This site will look much better in a browser that supports web standards, but is accessible to any browser or Internet device.

Anomaly ~ G. Wade Johnson Anomaly Home G. Wade Home

March 25, 2006

Domain Specific Languages, a Renewed Interest

I've seen quite a bit of interest in Domain Specific Languages (DSLs) on the Internet lately. Some good examples include Martin Fowler's exploration of the subject:

* MF Bliki: DomainSpecificLanguage
* Language Workbenches: The Killer-App for Domain Specific Languages?

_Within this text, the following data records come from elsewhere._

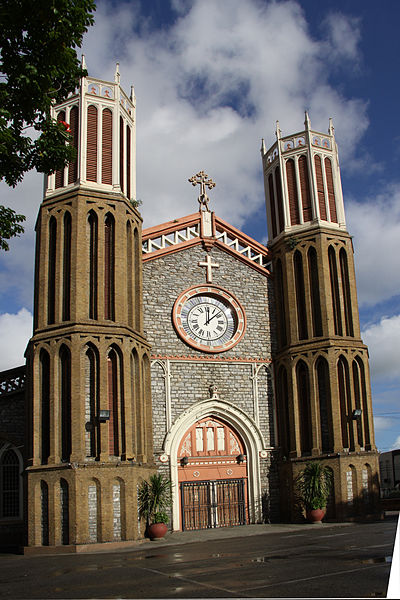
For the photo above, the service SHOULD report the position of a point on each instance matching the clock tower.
(321, 364)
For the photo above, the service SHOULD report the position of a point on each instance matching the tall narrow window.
(344, 271)
(92, 429)
(314, 288)
(300, 296)
(74, 125)
(67, 268)
(109, 273)
(45, 405)
(64, 507)
(93, 265)
(280, 300)
(331, 190)
(337, 317)
(358, 401)
(305, 189)
(10, 483)
(303, 395)
(121, 154)
(91, 154)
(272, 204)
(283, 411)
(106, 143)
(60, 172)
(325, 411)
(128, 161)
(51, 292)
(65, 391)
(278, 186)
(320, 188)
(292, 190)
(345, 404)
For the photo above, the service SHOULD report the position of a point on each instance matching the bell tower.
(321, 364)
(90, 418)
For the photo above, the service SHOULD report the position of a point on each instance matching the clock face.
(209, 318)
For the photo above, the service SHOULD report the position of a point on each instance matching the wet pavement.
(257, 561)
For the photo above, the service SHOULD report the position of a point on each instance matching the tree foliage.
(38, 66)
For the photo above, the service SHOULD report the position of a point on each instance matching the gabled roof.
(193, 230)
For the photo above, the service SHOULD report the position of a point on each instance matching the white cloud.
(375, 224)
(15, 331)
(383, 341)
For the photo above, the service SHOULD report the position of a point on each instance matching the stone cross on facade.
(201, 179)
(209, 266)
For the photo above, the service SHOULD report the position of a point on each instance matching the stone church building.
(188, 348)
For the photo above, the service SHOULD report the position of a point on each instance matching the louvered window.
(305, 189)
(331, 190)
(74, 125)
(320, 188)
(272, 204)
(106, 165)
(91, 155)
(292, 190)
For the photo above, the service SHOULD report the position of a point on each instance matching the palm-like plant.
(154, 497)
(314, 484)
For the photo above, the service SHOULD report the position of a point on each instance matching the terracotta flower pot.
(157, 530)
(315, 515)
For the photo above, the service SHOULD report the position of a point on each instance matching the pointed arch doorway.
(212, 476)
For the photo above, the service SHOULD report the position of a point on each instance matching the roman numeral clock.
(207, 317)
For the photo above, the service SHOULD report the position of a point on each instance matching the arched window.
(344, 271)
(106, 164)
(325, 409)
(128, 161)
(44, 360)
(121, 154)
(64, 507)
(292, 190)
(44, 504)
(92, 402)
(74, 126)
(51, 291)
(331, 190)
(314, 289)
(116, 424)
(91, 153)
(280, 301)
(109, 268)
(272, 204)
(337, 317)
(60, 172)
(278, 186)
(283, 411)
(305, 189)
(303, 395)
(93, 263)
(10, 482)
(65, 404)
(67, 268)
(345, 404)
(300, 296)
(320, 188)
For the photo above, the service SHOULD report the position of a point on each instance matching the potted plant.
(153, 498)
(314, 485)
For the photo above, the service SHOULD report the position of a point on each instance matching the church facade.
(187, 348)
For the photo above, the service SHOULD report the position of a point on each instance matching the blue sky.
(211, 78)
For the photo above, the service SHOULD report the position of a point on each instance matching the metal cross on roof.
(201, 179)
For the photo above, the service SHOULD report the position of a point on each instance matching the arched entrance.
(212, 476)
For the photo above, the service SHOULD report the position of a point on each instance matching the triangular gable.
(196, 229)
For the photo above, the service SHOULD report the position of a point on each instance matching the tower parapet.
(302, 181)
(101, 119)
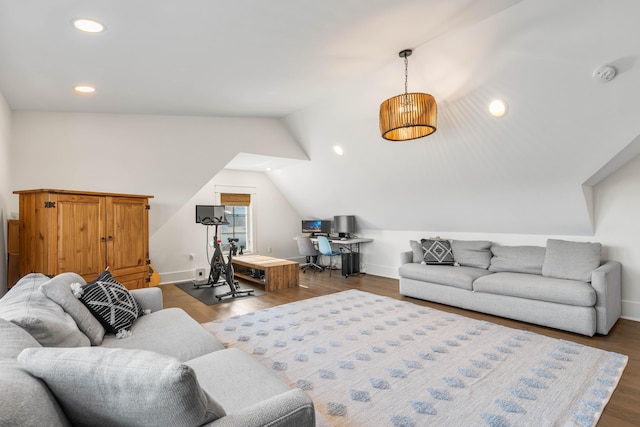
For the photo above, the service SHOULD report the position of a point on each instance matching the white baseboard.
(177, 276)
(631, 310)
(381, 270)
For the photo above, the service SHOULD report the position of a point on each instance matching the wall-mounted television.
(316, 226)
(344, 225)
(210, 215)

He does point out that this is not a new idea. He uses Unix as an example of a system that uses a large number of DSLs. The subject has gotten enough interest to reach the point where people are discussing when it is a good approach to apply (Artima Developer Spotlight Forum - How and When to Develop Domain-Specific Languages?). Others are beginning to apply the term DSL to extend their area of interest (Agile Development with Domain Specific Languages).

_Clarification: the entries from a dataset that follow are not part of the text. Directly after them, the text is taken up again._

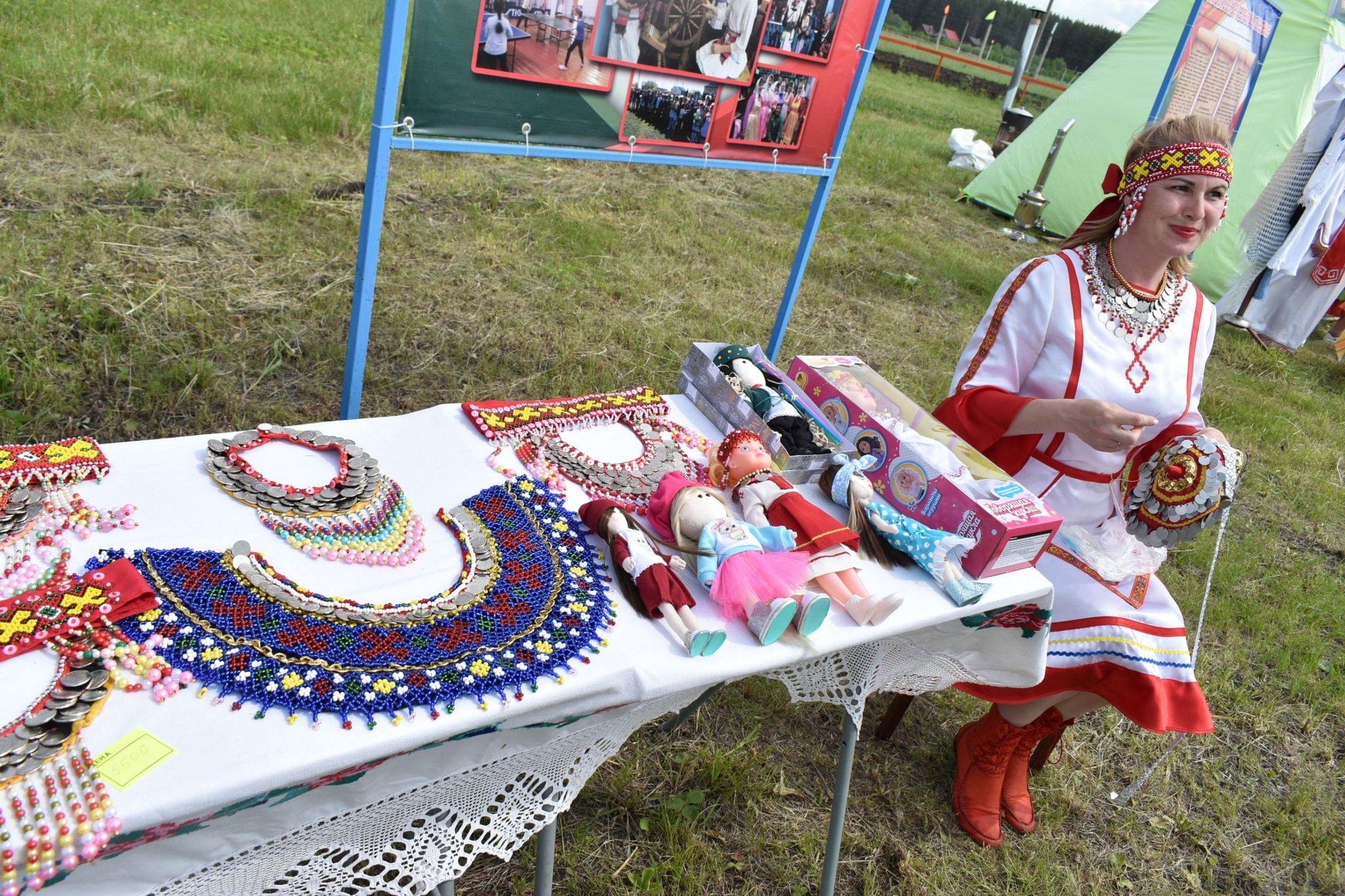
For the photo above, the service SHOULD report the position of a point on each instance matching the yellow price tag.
(131, 758)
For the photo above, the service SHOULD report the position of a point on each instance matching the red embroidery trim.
(997, 322)
(1137, 591)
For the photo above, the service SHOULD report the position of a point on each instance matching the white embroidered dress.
(1044, 337)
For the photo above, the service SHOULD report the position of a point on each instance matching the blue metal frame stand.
(382, 141)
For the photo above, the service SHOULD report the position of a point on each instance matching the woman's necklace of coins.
(55, 812)
(359, 516)
(1128, 313)
(627, 482)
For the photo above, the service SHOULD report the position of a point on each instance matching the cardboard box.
(712, 394)
(930, 475)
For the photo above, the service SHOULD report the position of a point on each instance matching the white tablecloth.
(240, 800)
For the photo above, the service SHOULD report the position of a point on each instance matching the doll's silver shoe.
(861, 609)
(768, 621)
(883, 608)
(813, 613)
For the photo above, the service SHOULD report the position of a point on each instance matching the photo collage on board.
(676, 69)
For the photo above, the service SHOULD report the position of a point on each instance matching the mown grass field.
(177, 255)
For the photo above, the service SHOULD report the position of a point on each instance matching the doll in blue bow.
(893, 539)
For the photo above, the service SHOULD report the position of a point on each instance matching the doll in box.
(743, 467)
(893, 539)
(649, 578)
(771, 402)
(943, 459)
(752, 572)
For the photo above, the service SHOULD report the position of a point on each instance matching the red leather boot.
(1016, 800)
(984, 748)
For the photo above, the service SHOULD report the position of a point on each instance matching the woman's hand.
(1105, 426)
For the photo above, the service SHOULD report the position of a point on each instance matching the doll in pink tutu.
(752, 572)
(743, 467)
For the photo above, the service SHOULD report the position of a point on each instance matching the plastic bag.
(969, 154)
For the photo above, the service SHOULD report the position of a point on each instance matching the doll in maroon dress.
(649, 578)
(741, 465)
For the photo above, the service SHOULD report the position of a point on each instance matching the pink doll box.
(703, 382)
(961, 492)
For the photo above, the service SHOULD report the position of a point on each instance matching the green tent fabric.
(1114, 97)
(449, 100)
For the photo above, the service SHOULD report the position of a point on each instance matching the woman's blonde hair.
(1192, 129)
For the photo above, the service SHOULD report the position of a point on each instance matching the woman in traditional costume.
(1083, 360)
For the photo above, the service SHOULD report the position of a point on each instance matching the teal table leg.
(849, 735)
(689, 710)
(545, 861)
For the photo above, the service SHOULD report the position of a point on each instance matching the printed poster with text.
(1218, 61)
(744, 79)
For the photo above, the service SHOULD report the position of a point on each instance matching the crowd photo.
(774, 110)
(716, 41)
(669, 109)
(802, 27)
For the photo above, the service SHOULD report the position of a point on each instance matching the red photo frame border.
(695, 75)
(556, 82)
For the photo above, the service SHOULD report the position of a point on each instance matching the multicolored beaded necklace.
(531, 599)
(359, 516)
(54, 468)
(535, 430)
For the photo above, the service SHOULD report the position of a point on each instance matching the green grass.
(177, 255)
(1038, 97)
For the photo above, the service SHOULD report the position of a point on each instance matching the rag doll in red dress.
(649, 578)
(741, 465)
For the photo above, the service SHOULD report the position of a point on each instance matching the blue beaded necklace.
(531, 601)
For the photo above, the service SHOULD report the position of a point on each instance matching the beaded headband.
(732, 441)
(841, 485)
(1212, 160)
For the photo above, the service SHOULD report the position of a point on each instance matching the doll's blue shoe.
(768, 621)
(813, 613)
(697, 643)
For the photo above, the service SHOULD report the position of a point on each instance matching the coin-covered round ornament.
(1180, 489)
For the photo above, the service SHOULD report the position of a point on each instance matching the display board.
(743, 79)
(1215, 68)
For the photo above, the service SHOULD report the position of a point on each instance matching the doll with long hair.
(752, 572)
(743, 467)
(649, 576)
(893, 539)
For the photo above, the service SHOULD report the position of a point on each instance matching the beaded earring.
(1130, 211)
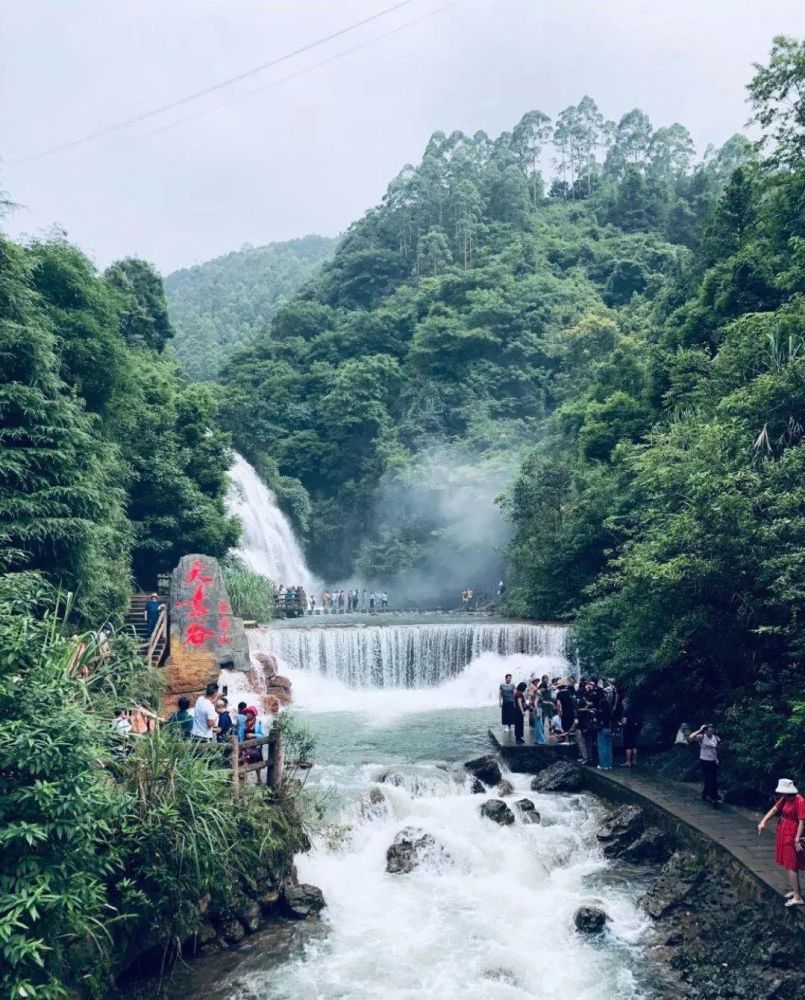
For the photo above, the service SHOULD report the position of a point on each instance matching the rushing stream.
(397, 705)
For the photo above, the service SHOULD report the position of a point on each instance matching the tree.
(144, 312)
(777, 94)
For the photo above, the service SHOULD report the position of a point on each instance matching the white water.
(268, 545)
(408, 656)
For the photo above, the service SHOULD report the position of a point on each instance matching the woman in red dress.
(790, 808)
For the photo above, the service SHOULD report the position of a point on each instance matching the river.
(489, 916)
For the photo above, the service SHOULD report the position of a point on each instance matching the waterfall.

So, from this we can guess that interest in DSLs is on the rise. As Fowler pointed out, Unix has been a nexus for the creation of DSLs, including:

* make
* regular expressions
* awk
* sed
* yacc
* lex
* dot

and many more.

Recently, I have seen the suggestion that extending or modifying a general purpose language is a powerful way to build a useful DSL. To some extent, this is also well-trodden ground. The classic example of this approach was implemented using preprocessors to provide facilities not present in the original language, both Ratfor (for structured programming in FORTRAN) and cfront (for object oriented programming in C) used this approach.

A recent article, Creating DSLs with Ruby, discusses how the features of the Ruby language make it well suited to building DSLs without a separate preprocessing step. The Ruby language apparently supports features that supports creating simple DSL syntax that is still legal Ruby code.

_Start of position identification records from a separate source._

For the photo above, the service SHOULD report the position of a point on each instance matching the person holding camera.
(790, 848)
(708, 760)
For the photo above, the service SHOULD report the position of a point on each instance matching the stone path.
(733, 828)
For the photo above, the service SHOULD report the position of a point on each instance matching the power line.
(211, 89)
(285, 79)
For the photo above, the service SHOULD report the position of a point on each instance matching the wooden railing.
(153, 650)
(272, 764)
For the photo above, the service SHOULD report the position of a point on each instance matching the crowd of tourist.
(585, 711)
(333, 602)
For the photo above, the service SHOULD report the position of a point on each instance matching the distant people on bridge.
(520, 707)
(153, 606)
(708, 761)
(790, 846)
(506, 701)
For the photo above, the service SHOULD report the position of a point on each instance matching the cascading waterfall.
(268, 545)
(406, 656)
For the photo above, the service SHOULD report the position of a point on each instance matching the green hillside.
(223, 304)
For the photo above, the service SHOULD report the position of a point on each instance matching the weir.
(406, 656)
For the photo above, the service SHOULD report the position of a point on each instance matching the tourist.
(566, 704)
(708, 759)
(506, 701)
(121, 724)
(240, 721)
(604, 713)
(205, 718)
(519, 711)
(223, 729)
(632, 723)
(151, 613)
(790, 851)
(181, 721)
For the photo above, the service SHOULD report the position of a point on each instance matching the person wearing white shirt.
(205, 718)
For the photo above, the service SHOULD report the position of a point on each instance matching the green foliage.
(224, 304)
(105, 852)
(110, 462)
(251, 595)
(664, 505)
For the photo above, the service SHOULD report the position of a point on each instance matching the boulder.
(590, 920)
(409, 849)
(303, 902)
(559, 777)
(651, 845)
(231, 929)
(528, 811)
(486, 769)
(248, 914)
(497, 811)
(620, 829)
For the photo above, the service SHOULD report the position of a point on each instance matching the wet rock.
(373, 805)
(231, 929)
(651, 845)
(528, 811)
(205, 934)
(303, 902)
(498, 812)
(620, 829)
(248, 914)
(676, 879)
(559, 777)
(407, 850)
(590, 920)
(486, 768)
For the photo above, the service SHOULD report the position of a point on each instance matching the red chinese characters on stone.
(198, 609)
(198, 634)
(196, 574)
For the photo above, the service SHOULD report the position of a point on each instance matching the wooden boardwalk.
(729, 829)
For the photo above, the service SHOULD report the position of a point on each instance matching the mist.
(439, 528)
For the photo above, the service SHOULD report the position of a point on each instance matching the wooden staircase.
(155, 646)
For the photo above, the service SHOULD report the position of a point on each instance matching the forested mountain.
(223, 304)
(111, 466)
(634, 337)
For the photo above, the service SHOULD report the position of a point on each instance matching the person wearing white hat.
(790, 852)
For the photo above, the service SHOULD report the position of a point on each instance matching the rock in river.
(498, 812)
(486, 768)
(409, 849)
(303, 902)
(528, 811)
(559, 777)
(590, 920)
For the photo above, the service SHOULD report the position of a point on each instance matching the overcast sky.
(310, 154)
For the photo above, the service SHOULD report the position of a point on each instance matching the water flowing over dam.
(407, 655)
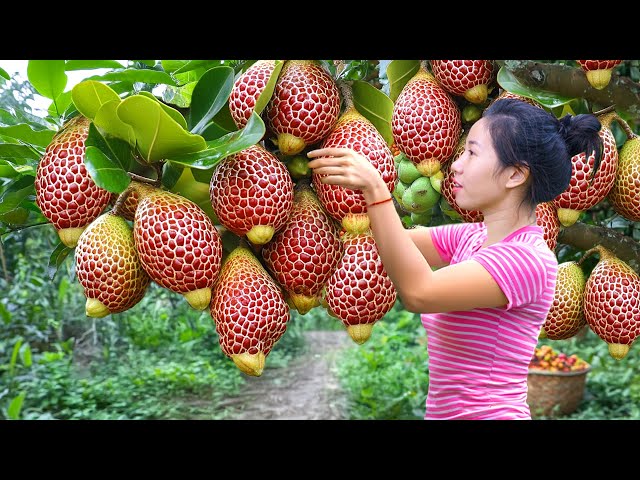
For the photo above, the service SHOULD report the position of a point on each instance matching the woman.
(484, 289)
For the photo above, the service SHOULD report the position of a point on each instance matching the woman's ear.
(518, 176)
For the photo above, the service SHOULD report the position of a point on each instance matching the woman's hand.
(347, 168)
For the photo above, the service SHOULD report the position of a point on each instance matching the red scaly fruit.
(304, 107)
(252, 194)
(306, 252)
(426, 123)
(446, 186)
(547, 218)
(65, 192)
(612, 302)
(625, 193)
(566, 316)
(359, 292)
(587, 189)
(247, 89)
(348, 206)
(598, 72)
(468, 78)
(249, 311)
(108, 267)
(178, 244)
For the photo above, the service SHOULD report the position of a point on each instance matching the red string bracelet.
(381, 201)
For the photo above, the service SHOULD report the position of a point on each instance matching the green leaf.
(60, 104)
(158, 135)
(89, 96)
(57, 258)
(375, 106)
(173, 113)
(198, 64)
(215, 131)
(13, 411)
(26, 355)
(170, 174)
(91, 64)
(179, 96)
(5, 314)
(222, 147)
(267, 93)
(16, 193)
(108, 161)
(135, 75)
(510, 82)
(399, 72)
(209, 96)
(28, 135)
(47, 77)
(104, 172)
(109, 123)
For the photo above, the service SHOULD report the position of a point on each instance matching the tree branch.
(583, 237)
(572, 82)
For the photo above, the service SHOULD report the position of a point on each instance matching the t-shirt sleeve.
(446, 238)
(518, 269)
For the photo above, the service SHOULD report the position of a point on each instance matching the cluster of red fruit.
(546, 358)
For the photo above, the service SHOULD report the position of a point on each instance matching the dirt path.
(306, 390)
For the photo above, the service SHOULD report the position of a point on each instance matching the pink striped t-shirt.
(479, 359)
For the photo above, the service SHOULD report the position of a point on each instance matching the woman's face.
(477, 186)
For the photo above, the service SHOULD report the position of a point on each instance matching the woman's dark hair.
(524, 134)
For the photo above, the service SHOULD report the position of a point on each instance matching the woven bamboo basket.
(554, 394)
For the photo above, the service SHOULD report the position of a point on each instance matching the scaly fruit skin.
(108, 267)
(251, 193)
(547, 218)
(65, 192)
(306, 252)
(178, 244)
(566, 317)
(304, 107)
(247, 89)
(345, 205)
(611, 305)
(598, 72)
(359, 292)
(249, 311)
(426, 123)
(626, 187)
(467, 78)
(585, 189)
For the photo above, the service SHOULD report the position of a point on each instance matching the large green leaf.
(89, 96)
(60, 104)
(179, 96)
(224, 146)
(91, 64)
(108, 160)
(47, 77)
(267, 93)
(173, 113)
(157, 134)
(104, 172)
(399, 72)
(209, 96)
(135, 75)
(375, 106)
(510, 82)
(110, 124)
(16, 193)
(27, 134)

This is a very powerful technique that is not very easy to do with most languages. Amusingly enough, this technique is also not very new. In fact, there was a general purpose programming language that was designed around the concept of writing a domain language: Forth. If I remember correctly, Charles Moore once described programming in Forth as writing a vocabulary for the problem domain, defining all of the words necessary to describe the answer, and then writing down the answer.

The Forth language is different than most programming languages you might have encountered because it has almost no syntax. What looks like syntax is actually a powerful technique for simple parsing, combined with the ability to execute code at compile time. This allows for extending the capabilities of the language in a very powerful way. One interesting effect of this feature is that many good Forth programmers naturally gravitate toward the DSL approach when solving problems above a certain level of complexity. We firmly believe that some problems are best served by a language, not an arcane set of configuration options.

Forth does give us an important insight into the problems with DSLs, as well. There is is a well-known joke among Forth programmers:

If you've seen one Forth...you've seen one Forth.

Unlike more traditional programming, Forth programs are built by extending the language. A new programmer trying to learn a Forth system needs to learn the new dialect including the extensions used in this environment. This is not technically much different than learning all of the libraries and utility classes used in a more traditional system, but there is a conceptual difference. In Forth (or a DSL-based system), there is no syntactic difference between the extensions and the base language. The language itself can be extended without an obvious cue in the code to say when you have changed languages. This means that a new programmer may not recognize a new piece to learn as readily as when seeing an obvious library call.

This becomes a very important tradeoff: Which is more important, ease of learning for new programmers or power for advanced users? A well-designed DSL gives the advanced user a succinct notation to use to express hie or her requirements concisely and precisely. This is the appeal of the DSL. The downside is that this represents a new set of knowledge for each programmer relating to troubleshooting and debugging. It also requires more care in the design to develop a consistent and usable notation.

As usual, the tradeoff is the key. We need to be able to decide if the benefits outweigh the disadvantages and build the system accordingly. I wish there was a magic formula that could be applied to tell how or when a DSL would improve a system. Unfortunately, I have not seen a sign of such a formula yet.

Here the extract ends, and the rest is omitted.